Abstract
Abstract
For heavy oil reservoirs, the oil viscosity usually varies dramatically during production processes, such as thermal process or solvent injection. This paper presents an investigation of the effect of oil viscosity on relative permeability curves for heavy oil-water systems. Unsteady-state displacement tests were conducted in sandpacks under a typical injection flow rate in a heavy oil recovery process. A series of crude oils with a wide range of viscosities were used in the measurements. Large pore volumes of water were injected to minimize the errors caused by the extrapolation of the recovery data. History matching was used to obtain the relative permeability curves, in which capillary pressure was included. It was found that, for the same injection flow rate, heavy oil-water relative permeability curves systematically shifted with oil viscosity. With increasing oil viscosity, the residual oil saturation increased and the oil and water relative permeabilities decreased at the higher water saturation range. Irreducible water saturation tended to decrease with increasing oil viscosity. Micromodel experiments were conducted to visually investigate the difference in the flow behaviour between heavy oil-water and light oil-water systems. Interacting capillary bundle models were used to analyze the impact of oil viscosity on the residual oil saturation. This work aids in the laboratory measurement and determination of the representative relative permeability curves for heavy oil-water systems, as well as in the proper use of relative permeability curves in reservoir simulation for heavy oil development.
Introduction
Heavy oil development is becoming increasingly important due to the continuous decline in conventional oil production. During improved heavy oil production processes, including both thermal and solvent processes, the oil phase viscosity usually varies because of temperature increase or dissolving of solvent in the oil. The common concept that the relative permeability is independent of fluid viscosities may be relatively appropriate for the systems of low to medium oil viscosities. However, for heavy oil-water systems, to this point, there is no sound experimental evidence to support this assumption.

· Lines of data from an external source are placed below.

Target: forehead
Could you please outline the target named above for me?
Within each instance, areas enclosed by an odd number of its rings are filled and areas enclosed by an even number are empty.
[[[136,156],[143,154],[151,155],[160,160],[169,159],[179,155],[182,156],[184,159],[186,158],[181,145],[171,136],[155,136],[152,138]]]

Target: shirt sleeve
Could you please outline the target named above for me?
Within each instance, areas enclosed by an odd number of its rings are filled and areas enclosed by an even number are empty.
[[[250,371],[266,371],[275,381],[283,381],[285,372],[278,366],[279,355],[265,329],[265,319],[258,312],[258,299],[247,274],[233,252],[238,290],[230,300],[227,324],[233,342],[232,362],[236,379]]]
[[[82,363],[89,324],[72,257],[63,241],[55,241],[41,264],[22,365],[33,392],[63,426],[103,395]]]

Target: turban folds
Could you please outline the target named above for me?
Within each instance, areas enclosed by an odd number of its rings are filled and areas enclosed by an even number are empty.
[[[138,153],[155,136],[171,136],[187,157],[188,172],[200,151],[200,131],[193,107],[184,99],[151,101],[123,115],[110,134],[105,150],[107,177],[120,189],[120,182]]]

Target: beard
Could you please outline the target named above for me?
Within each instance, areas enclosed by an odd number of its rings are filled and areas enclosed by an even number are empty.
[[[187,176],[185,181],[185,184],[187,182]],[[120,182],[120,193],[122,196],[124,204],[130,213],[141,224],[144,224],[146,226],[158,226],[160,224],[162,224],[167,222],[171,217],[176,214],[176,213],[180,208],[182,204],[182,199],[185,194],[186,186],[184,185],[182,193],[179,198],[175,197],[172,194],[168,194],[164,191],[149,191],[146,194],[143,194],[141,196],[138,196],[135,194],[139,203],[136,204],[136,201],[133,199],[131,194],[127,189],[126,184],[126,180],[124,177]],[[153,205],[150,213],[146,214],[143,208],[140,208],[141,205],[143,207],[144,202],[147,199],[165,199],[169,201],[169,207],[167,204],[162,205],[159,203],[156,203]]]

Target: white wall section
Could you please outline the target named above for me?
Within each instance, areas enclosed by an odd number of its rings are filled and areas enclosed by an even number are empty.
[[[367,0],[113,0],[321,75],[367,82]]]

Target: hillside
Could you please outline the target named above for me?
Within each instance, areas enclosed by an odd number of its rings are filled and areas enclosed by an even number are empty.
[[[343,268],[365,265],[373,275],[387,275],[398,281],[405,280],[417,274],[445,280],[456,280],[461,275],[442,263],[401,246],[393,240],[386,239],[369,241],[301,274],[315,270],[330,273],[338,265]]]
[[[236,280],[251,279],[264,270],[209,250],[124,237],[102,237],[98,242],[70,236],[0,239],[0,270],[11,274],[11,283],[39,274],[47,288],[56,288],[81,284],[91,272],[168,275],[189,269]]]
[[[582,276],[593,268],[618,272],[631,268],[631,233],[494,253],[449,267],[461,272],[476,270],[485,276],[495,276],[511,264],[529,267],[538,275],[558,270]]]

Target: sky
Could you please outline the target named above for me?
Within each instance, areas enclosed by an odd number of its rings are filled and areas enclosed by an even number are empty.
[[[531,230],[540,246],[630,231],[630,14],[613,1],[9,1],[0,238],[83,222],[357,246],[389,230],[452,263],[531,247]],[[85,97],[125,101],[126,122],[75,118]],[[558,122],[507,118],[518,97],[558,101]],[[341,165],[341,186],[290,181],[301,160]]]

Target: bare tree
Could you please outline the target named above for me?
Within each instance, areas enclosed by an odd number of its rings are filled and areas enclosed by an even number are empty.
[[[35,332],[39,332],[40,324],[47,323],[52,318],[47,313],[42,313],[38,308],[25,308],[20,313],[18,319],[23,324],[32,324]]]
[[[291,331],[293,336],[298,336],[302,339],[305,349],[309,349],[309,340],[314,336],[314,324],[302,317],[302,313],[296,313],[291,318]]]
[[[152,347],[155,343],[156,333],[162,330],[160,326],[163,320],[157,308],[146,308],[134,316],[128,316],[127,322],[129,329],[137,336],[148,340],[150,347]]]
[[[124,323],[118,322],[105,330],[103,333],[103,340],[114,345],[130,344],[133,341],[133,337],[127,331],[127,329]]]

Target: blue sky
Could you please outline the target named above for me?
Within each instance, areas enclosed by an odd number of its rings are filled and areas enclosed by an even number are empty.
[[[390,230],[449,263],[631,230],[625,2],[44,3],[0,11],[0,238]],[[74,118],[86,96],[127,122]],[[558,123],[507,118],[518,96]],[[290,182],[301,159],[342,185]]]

The effect of fluid viscosity on relative permeability curves has been investigated extensively since the work of Leverett.[1] Dong and Dullien[2] gave a review of the effect of viscosity ratio on two-phase relative permeabilities. Generally, there are two different observations reported in the literature. One is that fluid viscosity has no effect on relative permeabilities.[3-5] The other one is that the oil relative permeability is anomalously high at low water saturation for low permeability media due to the lubricating effect of the moving water film,[6,7] and that oil permeability shows an increasing trend with increasing oil/water viscosity ratio. So far, most of the research on the effect of viscosity on relative permeability curves has involved only a low range of oil viscosities. Dullien[8] pointed out that, if one of the fluids is very viscous, the viscosity ratio is evidently a very important parameter.
The study of temperature effect on relative permeability often involves the viscosity effect. Lo and Mungan[9] measured oil-water relative permeabilities using the steady-state technique for both oil-wet and water-wet core samples at room temperature and elevated temperatures. Their results showed that, with the increase in temperature, residual oil saturation decreased, irreducible water saturation increased, and oil relative permeability increased. They attributed the change in oil relative permeability to the variation of viscosity and viscosity ratio.
The variation of residual oil saturation with increasing oil viscosity also reveals the influence of fluid viscosity on relative permeabilities. Abrams[10] conducted waterflood tests on sandstone and limestone core samples, and his results showed that the viscosity ratio exerted an influence on the residual oil saturation, which is larger for a higher oil/water viscosity ratio (µo/µw) flood. By using a two-layer glass micromodel, Tzimas et al.[11] observed that the viscosity ratio had a great influence on the residual oil saturation for a wide range of capillary numbers. For the same capillary number, the greater the oil/water viscosity ratio, the larger the residual oil saturation.